Departments of Cardiovascular Medicine.
Departments of Cardiovascular Medicine.
Am J Cardiol. 2023 Apr 1;192:101-108. doi: 10.1016/j.amjcard.2023.01.025. Epub 2023 Feb 8.
The purpose of this study was to assess the prevalence of right ventricular (RV) systolic dysfunction in adults with anatomic repair of dextro-transposition of great arteries (d-TGAs), and to determine its relation to clinical outcomes across multiple domains (functional status, peak oxygen consumption, N-terminal pro-brain natriuretic peptide, and heart failure hospitalization). Adults with anatomic repair for d-TGA and with echocardiographic images for strain analysis were divided into 2 groups: (1) d-TGA status after an arterial switch operation (d-TGA-ASO group) and (2) d-TGA status after a Rastelli operation (d-TGA-Rastelli group). RV systolic function was assessed using RV global longitudinal strain (RVGLS), and RV systolic dysfunction was defined as RVGLS >-18%. We identified 151 patients (median age 21 years [19 to 28]; d-TGA-ASO group 89 [59%], and d-TGA-Rastelli group 62 [41%]). The mean RVGLS was -22 ± 4%, and 47 patients (31%) had RV systolic dysfunction. The d-TGA-Rastelli group had lower (less negative) RVGLS than that of the d-TGA-ASO group (-19 ± 3% vs -25 ± 3%, p <0.001) and higher prevalence of RV systolic dysfunction (48% vs 19%, p <0.001). RVGLS (absolute value) was associated with peak oxygen consumption (r = 0.58, p <0.001; adjusted R = 0.28), log-N-terminal pro-brain natriuretic peptide (r = -0.41, p = 0.004; adjusted R = 0.21), New York Heart Association class III/IV (odds ratio 2.29, 1.56 to 3.19, p = 0.01), and heart failure hospitalization (hazard ratio 0.93, 0.88 to 0.98, p = 0.009). RV systolic dysfunction was common in adults with d-TGA and anatomic repair and was associated with clinical outcomes. Longitudinal studies are required to determine the risk factors for progressive RV systolic dysfunction and to identify strategies for preventing RV systolic dysfunction in this population.

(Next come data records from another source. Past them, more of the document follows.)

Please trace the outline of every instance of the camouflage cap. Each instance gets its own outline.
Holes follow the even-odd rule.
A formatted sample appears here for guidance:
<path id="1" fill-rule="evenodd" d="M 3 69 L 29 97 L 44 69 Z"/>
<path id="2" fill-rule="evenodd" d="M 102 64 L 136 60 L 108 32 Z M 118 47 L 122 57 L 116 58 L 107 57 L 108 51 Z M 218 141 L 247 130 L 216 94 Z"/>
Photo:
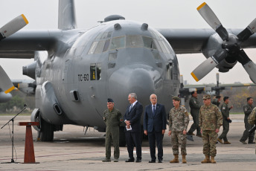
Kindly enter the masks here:
<path id="1" fill-rule="evenodd" d="M 177 100 L 177 101 L 180 101 L 180 98 L 178 96 L 173 96 L 173 100 Z"/>
<path id="2" fill-rule="evenodd" d="M 205 94 L 202 99 L 211 99 L 211 96 L 209 94 Z"/>

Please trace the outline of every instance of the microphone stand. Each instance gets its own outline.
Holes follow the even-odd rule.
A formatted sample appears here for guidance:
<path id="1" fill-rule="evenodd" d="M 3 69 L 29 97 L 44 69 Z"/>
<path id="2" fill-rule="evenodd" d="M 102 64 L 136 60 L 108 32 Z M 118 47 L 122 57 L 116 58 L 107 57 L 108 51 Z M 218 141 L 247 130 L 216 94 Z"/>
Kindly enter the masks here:
<path id="1" fill-rule="evenodd" d="M 24 109 L 19 112 L 16 115 L 15 115 L 13 118 L 11 118 L 7 123 L 5 123 L 3 126 L 1 126 L 1 129 L 4 128 L 7 124 L 8 124 L 10 121 L 13 122 L 13 131 L 12 131 L 12 159 L 10 160 L 10 162 L 6 162 L 6 163 L 1 163 L 1 164 L 11 164 L 11 163 L 14 163 L 14 164 L 18 164 L 19 162 L 15 162 L 14 159 L 13 159 L 13 149 L 14 149 L 14 140 L 13 140 L 13 122 L 14 122 L 14 119 L 16 116 L 19 115 L 19 114 L 22 113 L 25 109 L 26 109 L 27 105 L 24 105 Z"/>

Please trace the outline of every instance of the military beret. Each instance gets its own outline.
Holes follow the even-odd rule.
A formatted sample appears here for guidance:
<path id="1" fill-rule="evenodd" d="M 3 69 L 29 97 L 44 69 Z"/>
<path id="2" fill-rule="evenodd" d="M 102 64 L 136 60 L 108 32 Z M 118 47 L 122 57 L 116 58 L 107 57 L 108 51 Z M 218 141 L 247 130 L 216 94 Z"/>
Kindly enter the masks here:
<path id="1" fill-rule="evenodd" d="M 211 99 L 211 96 L 209 94 L 205 94 L 202 97 L 202 99 Z"/>
<path id="2" fill-rule="evenodd" d="M 108 103 L 109 103 L 109 102 L 114 103 L 114 100 L 112 99 L 111 99 L 111 98 L 108 98 Z"/>
<path id="3" fill-rule="evenodd" d="M 177 100 L 177 101 L 180 101 L 180 98 L 178 96 L 173 96 L 173 100 Z"/>

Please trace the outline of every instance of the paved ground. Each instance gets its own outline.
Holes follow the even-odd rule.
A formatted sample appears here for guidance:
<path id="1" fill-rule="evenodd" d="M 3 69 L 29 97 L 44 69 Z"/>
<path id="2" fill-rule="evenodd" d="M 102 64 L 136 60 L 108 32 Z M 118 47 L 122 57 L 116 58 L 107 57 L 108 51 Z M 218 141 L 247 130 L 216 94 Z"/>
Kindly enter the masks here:
<path id="1" fill-rule="evenodd" d="M 0 116 L 1 127 L 11 116 Z M 105 156 L 103 133 L 91 129 L 86 135 L 83 128 L 64 126 L 64 131 L 54 134 L 54 141 L 34 142 L 36 161 L 39 164 L 0 164 L 0 170 L 255 170 L 255 145 L 242 144 L 239 140 L 244 130 L 243 115 L 231 115 L 234 122 L 230 126 L 230 145 L 217 144 L 217 164 L 201 164 L 203 160 L 202 139 L 194 137 L 188 141 L 188 164 L 170 164 L 173 159 L 170 138 L 166 133 L 164 138 L 164 163 L 149 164 L 148 142 L 142 143 L 142 162 L 125 163 L 128 158 L 126 147 L 121 147 L 118 163 L 103 163 Z M 14 125 L 14 159 L 23 162 L 25 126 L 17 126 L 19 122 L 30 121 L 29 116 L 18 116 Z M 192 120 L 190 122 L 189 128 Z M 10 124 L 11 129 L 11 124 Z M 220 130 L 222 132 L 222 129 Z M 33 138 L 36 132 L 33 129 Z M 8 125 L 0 129 L 0 162 L 11 159 L 11 141 Z M 179 156 L 181 161 L 181 156 Z"/>

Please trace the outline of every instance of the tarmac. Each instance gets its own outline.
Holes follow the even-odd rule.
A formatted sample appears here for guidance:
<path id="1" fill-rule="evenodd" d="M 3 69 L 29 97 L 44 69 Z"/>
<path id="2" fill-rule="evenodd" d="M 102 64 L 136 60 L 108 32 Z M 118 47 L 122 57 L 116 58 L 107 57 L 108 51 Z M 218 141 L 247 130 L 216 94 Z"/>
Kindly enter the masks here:
<path id="1" fill-rule="evenodd" d="M 127 147 L 120 147 L 118 163 L 103 163 L 105 158 L 105 138 L 103 132 L 89 129 L 86 135 L 82 126 L 65 125 L 63 132 L 54 132 L 53 142 L 36 141 L 36 132 L 32 129 L 36 162 L 22 164 L 24 161 L 25 126 L 18 126 L 19 122 L 30 121 L 30 116 L 19 115 L 14 120 L 14 161 L 12 158 L 10 133 L 12 123 L 0 129 L 0 170 L 255 170 L 255 144 L 243 144 L 239 140 L 244 131 L 243 114 L 232 114 L 228 134 L 231 144 L 217 145 L 217 164 L 201 164 L 204 159 L 202 138 L 193 136 L 194 141 L 187 141 L 187 164 L 170 164 L 173 158 L 170 138 L 167 130 L 164 137 L 163 163 L 149 164 L 150 160 L 149 143 L 142 143 L 142 162 L 126 163 L 128 158 Z M 0 116 L 0 127 L 13 116 Z M 188 128 L 193 123 L 192 118 Z M 220 133 L 222 132 L 222 127 Z M 196 132 L 194 132 L 196 133 Z M 219 135 L 220 134 L 219 133 Z M 113 155 L 113 147 L 112 147 Z M 157 150 L 156 150 L 157 151 Z"/>

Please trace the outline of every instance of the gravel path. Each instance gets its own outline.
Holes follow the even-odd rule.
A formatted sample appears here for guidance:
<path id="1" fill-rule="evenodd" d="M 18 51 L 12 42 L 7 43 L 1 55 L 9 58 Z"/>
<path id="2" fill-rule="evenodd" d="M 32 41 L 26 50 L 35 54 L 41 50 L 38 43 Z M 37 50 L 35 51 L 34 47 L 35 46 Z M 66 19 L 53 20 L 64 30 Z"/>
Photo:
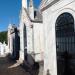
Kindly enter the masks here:
<path id="1" fill-rule="evenodd" d="M 0 75 L 28 75 L 19 64 L 8 61 L 6 57 L 0 57 Z"/>

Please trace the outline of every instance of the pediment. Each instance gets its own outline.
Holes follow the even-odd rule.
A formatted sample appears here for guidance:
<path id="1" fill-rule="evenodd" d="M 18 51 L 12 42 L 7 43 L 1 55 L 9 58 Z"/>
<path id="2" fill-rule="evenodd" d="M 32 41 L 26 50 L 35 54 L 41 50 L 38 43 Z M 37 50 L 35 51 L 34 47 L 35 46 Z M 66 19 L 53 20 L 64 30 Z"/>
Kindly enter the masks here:
<path id="1" fill-rule="evenodd" d="M 42 0 L 40 8 L 43 9 L 44 7 L 46 7 L 48 5 L 52 6 L 53 4 L 57 3 L 58 1 L 60 1 L 60 0 Z"/>

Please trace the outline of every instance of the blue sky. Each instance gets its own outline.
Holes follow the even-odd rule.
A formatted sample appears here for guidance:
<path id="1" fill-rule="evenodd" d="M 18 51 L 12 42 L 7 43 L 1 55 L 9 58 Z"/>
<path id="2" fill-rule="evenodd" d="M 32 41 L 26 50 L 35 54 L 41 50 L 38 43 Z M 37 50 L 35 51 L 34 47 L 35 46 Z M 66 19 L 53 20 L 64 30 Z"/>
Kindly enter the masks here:
<path id="1" fill-rule="evenodd" d="M 37 8 L 40 0 L 34 0 Z M 21 0 L 0 0 L 0 32 L 6 31 L 9 23 L 19 25 Z"/>

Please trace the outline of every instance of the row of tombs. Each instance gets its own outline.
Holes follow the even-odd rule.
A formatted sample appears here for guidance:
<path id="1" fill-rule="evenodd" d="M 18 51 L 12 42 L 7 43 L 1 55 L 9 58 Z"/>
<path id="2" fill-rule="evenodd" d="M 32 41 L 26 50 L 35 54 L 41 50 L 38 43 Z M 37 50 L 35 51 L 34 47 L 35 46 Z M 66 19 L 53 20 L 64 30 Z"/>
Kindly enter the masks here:
<path id="1" fill-rule="evenodd" d="M 11 58 L 31 71 L 39 69 L 34 75 L 75 75 L 75 1 L 72 1 L 42 0 L 40 8 L 35 9 L 33 0 L 29 5 L 22 0 L 19 27 L 12 24 L 8 27 Z"/>

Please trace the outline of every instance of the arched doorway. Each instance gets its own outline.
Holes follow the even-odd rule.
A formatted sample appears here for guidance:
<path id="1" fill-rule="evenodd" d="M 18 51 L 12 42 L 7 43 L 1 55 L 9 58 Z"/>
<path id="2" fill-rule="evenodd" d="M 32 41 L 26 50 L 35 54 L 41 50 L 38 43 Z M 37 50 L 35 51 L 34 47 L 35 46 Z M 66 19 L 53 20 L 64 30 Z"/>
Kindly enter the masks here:
<path id="1" fill-rule="evenodd" d="M 56 51 L 58 75 L 75 75 L 74 53 L 75 53 L 75 32 L 74 18 L 65 12 L 56 20 Z"/>

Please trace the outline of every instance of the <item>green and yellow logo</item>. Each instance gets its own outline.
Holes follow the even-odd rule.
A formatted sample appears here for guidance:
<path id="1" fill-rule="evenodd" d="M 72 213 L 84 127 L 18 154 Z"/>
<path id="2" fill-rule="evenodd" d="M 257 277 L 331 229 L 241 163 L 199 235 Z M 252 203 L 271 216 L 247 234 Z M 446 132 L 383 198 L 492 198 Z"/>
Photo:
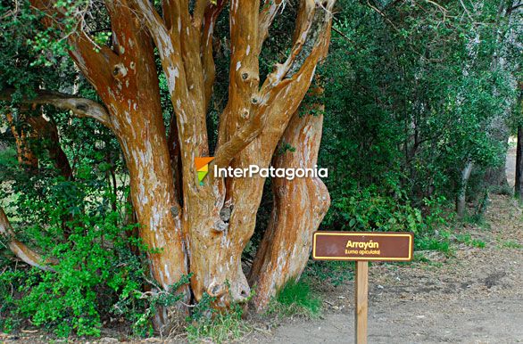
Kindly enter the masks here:
<path id="1" fill-rule="evenodd" d="M 198 182 L 200 185 L 203 184 L 203 178 L 209 173 L 209 163 L 214 160 L 214 157 L 195 158 L 195 166 L 198 173 Z"/>

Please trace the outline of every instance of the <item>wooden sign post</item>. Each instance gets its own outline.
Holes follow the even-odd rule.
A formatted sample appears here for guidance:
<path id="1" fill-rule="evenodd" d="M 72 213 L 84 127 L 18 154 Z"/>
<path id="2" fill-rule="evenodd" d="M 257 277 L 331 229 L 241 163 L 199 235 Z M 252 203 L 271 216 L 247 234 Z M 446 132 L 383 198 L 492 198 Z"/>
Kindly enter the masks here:
<path id="1" fill-rule="evenodd" d="M 315 260 L 354 260 L 354 342 L 367 344 L 369 260 L 410 261 L 414 234 L 408 232 L 316 232 L 312 238 Z"/>

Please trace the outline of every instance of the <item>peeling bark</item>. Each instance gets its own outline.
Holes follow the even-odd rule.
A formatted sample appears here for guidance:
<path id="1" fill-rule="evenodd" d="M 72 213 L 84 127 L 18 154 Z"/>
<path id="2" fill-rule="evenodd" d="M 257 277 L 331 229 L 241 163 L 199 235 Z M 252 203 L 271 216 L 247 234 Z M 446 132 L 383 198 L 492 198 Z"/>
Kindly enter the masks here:
<path id="1" fill-rule="evenodd" d="M 32 2 L 44 11 L 54 11 L 54 1 Z M 94 114 L 87 111 L 95 108 L 90 104 L 83 113 L 104 123 L 117 136 L 130 174 L 140 236 L 151 249 L 160 249 L 149 254 L 153 276 L 166 289 L 190 272 L 195 300 L 206 292 L 216 297 L 218 307 L 245 300 L 250 294 L 241 255 L 254 230 L 264 182 L 260 176 L 224 180 L 210 174 L 202 185 L 195 168 L 195 158 L 209 155 L 206 115 L 215 73 L 212 33 L 225 4 L 224 0 L 216 4 L 196 0 L 193 7 L 187 1 L 164 0 L 160 15 L 148 0 L 106 1 L 113 33 L 112 48 L 95 46 L 81 30 L 69 37 L 71 57 L 104 103 L 104 111 Z M 291 53 L 260 85 L 260 51 L 283 4 L 283 1 L 268 4 L 260 12 L 259 0 L 230 3 L 228 101 L 220 117 L 214 164 L 269 166 L 311 85 L 317 63 L 326 54 L 334 0 L 303 0 Z M 162 118 L 153 44 L 158 49 L 174 109 L 169 138 Z M 47 101 L 79 111 L 78 99 L 58 98 Z M 288 135 L 295 136 L 296 146 L 302 144 L 297 140 L 306 141 L 303 158 L 313 163 L 321 120 L 309 116 L 303 123 L 299 118 L 296 121 Z M 310 128 L 307 133 L 300 131 L 305 130 L 303 126 Z M 287 187 L 286 184 L 282 187 Z M 295 195 L 308 197 L 303 202 L 309 205 L 289 217 L 298 221 L 303 215 L 300 223 L 319 224 L 320 214 L 328 203 L 323 184 L 307 180 L 296 184 L 296 188 L 301 191 Z M 289 195 L 282 193 L 282 200 Z M 321 201 L 313 201 L 315 197 Z M 315 215 L 308 214 L 309 210 Z M 274 223 L 275 233 L 281 232 L 282 225 L 289 225 L 285 211 L 278 210 L 284 225 Z M 280 250 L 274 247 L 268 251 L 277 254 Z M 303 250 L 296 255 L 300 261 L 306 259 Z M 267 256 L 263 264 L 273 264 L 271 259 Z M 284 274 L 287 271 L 299 274 L 301 268 L 295 265 Z M 275 286 L 267 288 L 268 295 L 273 292 L 270 288 Z M 156 323 L 159 327 L 167 324 L 166 315 L 160 314 Z"/>
<path id="2" fill-rule="evenodd" d="M 314 104 L 323 111 L 323 105 Z M 323 115 L 295 113 L 281 143 L 295 151 L 276 155 L 273 166 L 314 168 L 321 140 Z M 312 233 L 318 229 L 330 197 L 320 178 L 272 179 L 274 204 L 250 274 L 255 285 L 253 303 L 262 310 L 276 291 L 292 279 L 298 279 L 311 253 Z"/>
<path id="3" fill-rule="evenodd" d="M 30 147 L 31 134 L 23 128 L 19 130 L 10 112 L 5 114 L 5 118 L 14 137 L 18 163 L 29 171 L 36 171 L 38 169 L 38 159 Z"/>
<path id="4" fill-rule="evenodd" d="M 44 260 L 38 253 L 16 240 L 12 227 L 2 207 L 0 207 L 0 236 L 7 239 L 9 249 L 22 261 L 40 270 L 53 271 L 53 267 L 50 266 L 53 263 L 51 260 Z"/>

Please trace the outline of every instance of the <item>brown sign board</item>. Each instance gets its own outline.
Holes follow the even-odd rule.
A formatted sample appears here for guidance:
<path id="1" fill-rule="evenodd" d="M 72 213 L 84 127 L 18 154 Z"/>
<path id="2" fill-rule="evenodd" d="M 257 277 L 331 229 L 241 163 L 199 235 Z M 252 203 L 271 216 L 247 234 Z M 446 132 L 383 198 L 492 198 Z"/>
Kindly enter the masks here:
<path id="1" fill-rule="evenodd" d="M 315 232 L 312 258 L 315 260 L 412 259 L 414 234 L 410 232 Z"/>

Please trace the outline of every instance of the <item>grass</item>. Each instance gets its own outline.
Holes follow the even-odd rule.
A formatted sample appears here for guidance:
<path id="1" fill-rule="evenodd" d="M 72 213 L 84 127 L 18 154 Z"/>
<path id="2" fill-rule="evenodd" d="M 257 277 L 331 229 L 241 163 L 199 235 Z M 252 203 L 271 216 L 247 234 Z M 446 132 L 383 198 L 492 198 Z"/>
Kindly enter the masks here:
<path id="1" fill-rule="evenodd" d="M 307 278 L 327 282 L 336 287 L 353 279 L 353 263 L 348 261 L 310 260 L 303 274 Z"/>
<path id="2" fill-rule="evenodd" d="M 523 244 L 521 244 L 514 240 L 500 241 L 499 245 L 504 249 L 523 249 Z"/>
<path id="3" fill-rule="evenodd" d="M 451 245 L 447 238 L 420 237 L 414 240 L 414 250 L 432 250 L 450 254 Z"/>
<path id="4" fill-rule="evenodd" d="M 313 296 L 305 281 L 289 281 L 269 305 L 268 314 L 279 316 L 318 318 L 321 315 L 321 299 Z"/>
<path id="5" fill-rule="evenodd" d="M 478 249 L 484 249 L 486 243 L 484 241 L 479 239 L 472 239 L 470 234 L 456 234 L 456 241 L 461 243 L 464 243 L 467 246 L 477 247 Z"/>
<path id="6" fill-rule="evenodd" d="M 189 343 L 224 343 L 239 340 L 251 327 L 242 320 L 243 309 L 234 306 L 228 312 L 215 313 L 194 321 L 186 327 Z"/>

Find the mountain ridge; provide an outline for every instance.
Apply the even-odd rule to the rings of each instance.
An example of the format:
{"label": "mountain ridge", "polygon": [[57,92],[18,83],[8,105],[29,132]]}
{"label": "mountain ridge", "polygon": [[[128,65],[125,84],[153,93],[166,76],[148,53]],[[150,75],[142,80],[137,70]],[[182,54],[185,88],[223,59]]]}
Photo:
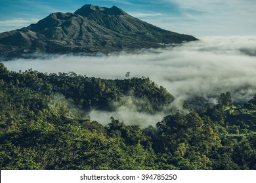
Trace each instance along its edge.
{"label": "mountain ridge", "polygon": [[0,57],[34,53],[109,54],[196,40],[143,22],[116,6],[85,5],[74,13],[52,13],[26,27],[0,33]]}

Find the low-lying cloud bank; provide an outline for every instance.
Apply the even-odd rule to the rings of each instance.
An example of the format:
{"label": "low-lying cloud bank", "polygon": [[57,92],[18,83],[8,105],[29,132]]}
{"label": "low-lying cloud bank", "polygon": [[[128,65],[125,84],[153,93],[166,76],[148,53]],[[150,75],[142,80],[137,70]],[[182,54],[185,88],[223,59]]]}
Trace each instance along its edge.
{"label": "low-lying cloud bank", "polygon": [[256,36],[209,37],[200,41],[137,54],[108,56],[44,56],[5,61],[10,70],[43,73],[74,71],[87,76],[149,77],[177,99],[205,98],[230,91],[234,97],[256,92]]}

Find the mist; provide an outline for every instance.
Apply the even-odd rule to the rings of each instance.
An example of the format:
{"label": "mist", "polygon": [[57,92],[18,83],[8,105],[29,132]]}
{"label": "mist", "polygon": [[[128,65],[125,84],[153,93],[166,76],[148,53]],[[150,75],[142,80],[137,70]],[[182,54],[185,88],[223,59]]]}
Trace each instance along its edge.
{"label": "mist", "polygon": [[[48,73],[74,71],[87,76],[111,79],[125,78],[129,71],[131,77],[149,77],[158,86],[165,87],[177,100],[200,96],[214,102],[215,97],[227,91],[234,99],[251,99],[256,91],[256,36],[199,39],[200,41],[174,47],[133,54],[44,55],[37,59],[18,59],[3,63],[8,69],[15,71],[30,68]],[[136,110],[130,110],[120,108],[116,114],[100,115],[104,118],[110,114],[121,116],[120,114],[126,112],[131,114],[129,116],[136,116],[133,113]],[[91,114],[95,114],[93,112]],[[140,114],[136,118],[142,116]],[[156,120],[161,117],[156,116]],[[142,120],[155,120],[154,118],[147,116]]]}

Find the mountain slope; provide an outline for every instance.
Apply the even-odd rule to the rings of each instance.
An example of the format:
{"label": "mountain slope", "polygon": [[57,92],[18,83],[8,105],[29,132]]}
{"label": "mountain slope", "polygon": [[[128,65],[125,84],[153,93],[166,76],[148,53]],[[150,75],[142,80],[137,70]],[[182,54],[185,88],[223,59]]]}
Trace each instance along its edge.
{"label": "mountain slope", "polygon": [[141,21],[115,6],[85,5],[74,13],[53,13],[27,27],[0,33],[0,56],[110,53],[196,40]]}

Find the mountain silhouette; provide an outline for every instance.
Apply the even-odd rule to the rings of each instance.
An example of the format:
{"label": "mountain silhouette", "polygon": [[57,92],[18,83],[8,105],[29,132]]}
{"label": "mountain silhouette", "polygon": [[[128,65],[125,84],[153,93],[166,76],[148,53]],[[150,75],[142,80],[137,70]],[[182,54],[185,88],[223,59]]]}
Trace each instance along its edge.
{"label": "mountain silhouette", "polygon": [[166,31],[140,20],[116,6],[85,5],[74,13],[53,13],[37,24],[0,33],[0,56],[108,54],[196,40],[193,36]]}

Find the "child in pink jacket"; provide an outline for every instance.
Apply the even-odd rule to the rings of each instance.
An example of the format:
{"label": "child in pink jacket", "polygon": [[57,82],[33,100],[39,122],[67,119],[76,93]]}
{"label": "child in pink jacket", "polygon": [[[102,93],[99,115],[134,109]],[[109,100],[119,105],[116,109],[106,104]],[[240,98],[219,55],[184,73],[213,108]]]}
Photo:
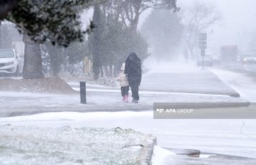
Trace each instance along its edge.
{"label": "child in pink jacket", "polygon": [[120,81],[120,86],[121,87],[121,95],[123,96],[123,101],[128,102],[129,95],[129,83],[127,80],[127,75],[124,73],[125,63],[123,63],[121,67],[121,73],[117,78],[118,81]]}

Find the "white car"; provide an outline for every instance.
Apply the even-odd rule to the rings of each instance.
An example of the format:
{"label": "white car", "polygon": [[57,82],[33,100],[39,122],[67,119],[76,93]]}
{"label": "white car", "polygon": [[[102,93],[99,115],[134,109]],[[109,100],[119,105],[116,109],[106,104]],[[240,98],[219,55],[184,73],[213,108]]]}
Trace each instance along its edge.
{"label": "white car", "polygon": [[19,76],[22,72],[23,60],[14,50],[0,50],[0,74]]}

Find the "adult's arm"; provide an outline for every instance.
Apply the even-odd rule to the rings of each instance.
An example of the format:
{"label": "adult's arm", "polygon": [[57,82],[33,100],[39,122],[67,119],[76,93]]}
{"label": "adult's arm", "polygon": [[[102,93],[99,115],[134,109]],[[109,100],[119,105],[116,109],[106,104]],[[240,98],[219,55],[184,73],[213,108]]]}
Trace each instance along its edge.
{"label": "adult's arm", "polygon": [[124,73],[125,74],[125,75],[128,75],[128,61],[127,61],[127,60],[125,60],[125,71],[124,71]]}
{"label": "adult's arm", "polygon": [[142,73],[141,73],[141,66],[140,66],[140,67],[138,68],[138,85],[141,85],[141,76],[142,76]]}

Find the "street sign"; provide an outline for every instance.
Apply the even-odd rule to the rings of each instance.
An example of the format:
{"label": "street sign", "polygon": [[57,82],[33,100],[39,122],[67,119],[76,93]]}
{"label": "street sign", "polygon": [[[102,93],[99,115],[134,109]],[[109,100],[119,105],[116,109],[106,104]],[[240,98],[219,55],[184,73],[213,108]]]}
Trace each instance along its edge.
{"label": "street sign", "polygon": [[201,50],[201,56],[203,57],[206,55],[206,50]]}
{"label": "street sign", "polygon": [[207,49],[207,33],[199,33],[198,45],[200,50]]}
{"label": "street sign", "polygon": [[199,33],[199,40],[207,40],[207,33]]}
{"label": "street sign", "polygon": [[206,50],[207,49],[207,45],[206,44],[199,45],[199,49],[200,49],[200,50]]}

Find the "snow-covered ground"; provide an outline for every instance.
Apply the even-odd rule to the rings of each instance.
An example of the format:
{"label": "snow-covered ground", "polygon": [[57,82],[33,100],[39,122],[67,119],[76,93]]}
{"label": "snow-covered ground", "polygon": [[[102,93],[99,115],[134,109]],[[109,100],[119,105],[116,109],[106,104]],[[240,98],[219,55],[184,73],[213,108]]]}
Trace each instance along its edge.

本研究旨在评估解剖修复右旋位大动脉转位(d-TGA)成人的右心室(RV)收缩功能障碍的患病率,并确定其与多个领域(功能状态、峰值耗氧量、N 末端脑利钠肽前体和心力衰竭住院)的临床结果的关系。接受解剖修复的 d-TGA 成人和接受应变分析的超声心动图图像的患者被分为 2 组:(1)动脉转换术后的 d-TGA 状态(d-TGA-ASO 组)和(2)Rastelli 手术后的 d-TGA 状态(d-TGA-Rastelli 组)。RV 收缩功能使用 RV 整体纵向应变(RVGLS)进行评估,RV 收缩功能障碍定义为 RVGLS >-18%。我们共纳入 151 例患者(中位年龄 21 岁[19 至 28];d-TGA-ASO 组 89 例[59%],d-TGA-Rastelli 组 62 例[41%])。RVGLS 的平均值为-22±4%,47 例(31%)存在 RV 收缩功能障碍。d-TGA-Rastelli 组的 RVGLS 比 d-TGA-ASO 组更低(更负)(-19±3%比-25±3%,p<0.001),且 RV 收缩功能障碍的患病率更高(48%比 19%,p<0.001)。RVGLS(绝对值)与峰值耗氧量(r=0.58,p<0.001;调整 R=0.28)、log-N 末端脑利钠肽前体(r=-0.41,p=0.004;调整 R=0.21)、纽约心脏协会心功能分级 III/IV 级(比值比 2.29,1.56 至 3.19,p=0.01)和心力衰竭住院(风险比 0.93,0.88 至 0.98,p=0.009)相关。解剖修复的 d-TGA 成人中 RV 收缩功能障碍较为常见,且与临床结果相关。需要进行纵向研究以确定 RV 收缩功能障碍进行性进展的危险因素,并确定预防该人群 RV 收缩功能障碍的策略。